Complex exponential expressions.

[lucasfish1]

Homework Statement

I just need some kind of explanation in layman's terms of what exactly is going on here. It seems as though I am missing some key element from trig. I am in a Signals class and the book lacks an explanation of the reduction used and ultimately why.

Homework Equations

I have attached a .pdf of the files.
View attachment Document1.pdf

The Attempt at a Solution

Ok, so in "b": I do not understand the simplification or reduction to the side, where 4pi is added. Also I think the same method occurs in the third answer of "d".

Also, is the reason there are 3 answers for "d" because of the cube root? If someone could just provide a short explanation as to why, that would be helpful.


Thank you so much in advance!

 

[Mark44]

Homework Statement

I just need some kind of explanation in layman's terms of what exactly is going on here. It seems as though I am missing some key element from trig. I am in a Signals class and the book lacks an explanation of the reduction used and ultimately why.

Homework Equations

I have attached a .pdf of the files.
View attachment 50347

The Attempt at a Solution

Ok, so in "b": I do not understand the simplification or reduction to the side, where 4pi is added. Also I think the same method occurs in the third answer of "d".

What they're doing in b is adding multiples of 2$\pi$ so as to get a positive angle.

From Euler's formula, e^ix = cos(x) + i*sin(x). This represents a complex number whose magnitude is 1, and that makes an angle of x radians measured counterclockwise from the positive Real axis. Note that mathematicians use i for the imaginary unit, and engineers use j.

Adding 2$\pi$ or multiples of 2$\pi$ to the exponent to get e^{i(x + 2$\pi$)} doesn't change anything except the angle. This complex number still has a magnitude of 1 - the only difference is that the angle is now x + 2$\pi$, which gets you to exactly the same point on the unit circle.

Also, is the reason there are 3 answers for "d" because of the cube root? If someone could just provide a short explanation as to why, that would be helpful.

In the same way that a number has two square roots, it will have three cube roots, four fourth roots, and so on. A real number, such as 8 has one real cube root (2) and two complex cube roots.
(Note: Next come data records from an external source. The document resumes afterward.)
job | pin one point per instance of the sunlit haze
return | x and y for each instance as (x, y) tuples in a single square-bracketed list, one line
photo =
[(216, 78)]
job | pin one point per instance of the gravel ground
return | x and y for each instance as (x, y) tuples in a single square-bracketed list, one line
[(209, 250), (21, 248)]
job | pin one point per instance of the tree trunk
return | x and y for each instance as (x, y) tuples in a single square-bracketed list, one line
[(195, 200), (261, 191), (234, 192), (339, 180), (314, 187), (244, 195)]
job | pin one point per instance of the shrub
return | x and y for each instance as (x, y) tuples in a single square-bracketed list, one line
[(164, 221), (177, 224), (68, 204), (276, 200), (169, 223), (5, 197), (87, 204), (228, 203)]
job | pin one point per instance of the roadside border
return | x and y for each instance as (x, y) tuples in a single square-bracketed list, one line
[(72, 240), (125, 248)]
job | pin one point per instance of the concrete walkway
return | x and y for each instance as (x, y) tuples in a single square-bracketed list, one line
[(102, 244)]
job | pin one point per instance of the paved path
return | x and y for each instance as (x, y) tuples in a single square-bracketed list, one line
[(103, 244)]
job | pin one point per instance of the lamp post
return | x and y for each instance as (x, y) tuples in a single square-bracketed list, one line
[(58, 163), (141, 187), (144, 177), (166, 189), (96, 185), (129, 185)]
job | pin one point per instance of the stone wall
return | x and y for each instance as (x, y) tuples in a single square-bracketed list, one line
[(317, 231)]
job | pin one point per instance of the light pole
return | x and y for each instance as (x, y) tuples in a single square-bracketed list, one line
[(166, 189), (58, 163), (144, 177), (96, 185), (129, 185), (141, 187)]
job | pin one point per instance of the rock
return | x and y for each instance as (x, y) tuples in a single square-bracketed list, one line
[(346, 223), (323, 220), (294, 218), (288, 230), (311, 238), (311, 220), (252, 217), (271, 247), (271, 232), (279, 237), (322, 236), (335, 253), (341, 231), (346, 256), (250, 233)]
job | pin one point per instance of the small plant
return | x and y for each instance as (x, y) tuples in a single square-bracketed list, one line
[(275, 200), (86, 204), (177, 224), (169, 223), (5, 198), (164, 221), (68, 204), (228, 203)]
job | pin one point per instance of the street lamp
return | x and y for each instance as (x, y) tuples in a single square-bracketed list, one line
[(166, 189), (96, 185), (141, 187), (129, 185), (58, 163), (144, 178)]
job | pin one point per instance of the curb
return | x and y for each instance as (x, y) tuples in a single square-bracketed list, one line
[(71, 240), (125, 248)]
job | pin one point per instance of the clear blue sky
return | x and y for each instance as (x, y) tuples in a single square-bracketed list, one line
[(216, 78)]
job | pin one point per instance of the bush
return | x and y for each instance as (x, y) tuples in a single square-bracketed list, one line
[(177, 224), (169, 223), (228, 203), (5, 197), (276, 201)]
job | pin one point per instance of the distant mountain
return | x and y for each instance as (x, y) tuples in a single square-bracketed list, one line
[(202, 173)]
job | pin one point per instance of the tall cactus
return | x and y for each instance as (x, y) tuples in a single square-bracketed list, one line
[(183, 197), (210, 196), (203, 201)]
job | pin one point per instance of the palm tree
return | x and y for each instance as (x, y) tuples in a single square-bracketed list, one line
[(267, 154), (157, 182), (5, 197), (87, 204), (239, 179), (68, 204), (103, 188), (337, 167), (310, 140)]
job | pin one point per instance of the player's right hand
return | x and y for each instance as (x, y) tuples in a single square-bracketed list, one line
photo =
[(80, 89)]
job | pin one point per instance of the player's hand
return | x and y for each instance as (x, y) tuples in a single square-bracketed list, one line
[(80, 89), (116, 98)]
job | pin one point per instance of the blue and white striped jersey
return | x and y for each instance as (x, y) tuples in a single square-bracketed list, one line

Thank you so much in advance!

 

[lucasfish1]

So, it is just commonplace to work within the unit circle? I mean for my calculator both arguments produce the same answer, I just appropriate the negative when using Euler's formula.

Thanks again.

Oh and by the way, I am on my way to be an EE so its "j" for me -here on out!

 

[Bacle2]

The complex exponential is periodic with (argument) period equal to 2Pi. So if you

go around n times, then e^z= e^z+2n∏ for n=1,2,... and

e^z+2n∏ is equivalent to going around a circle n times.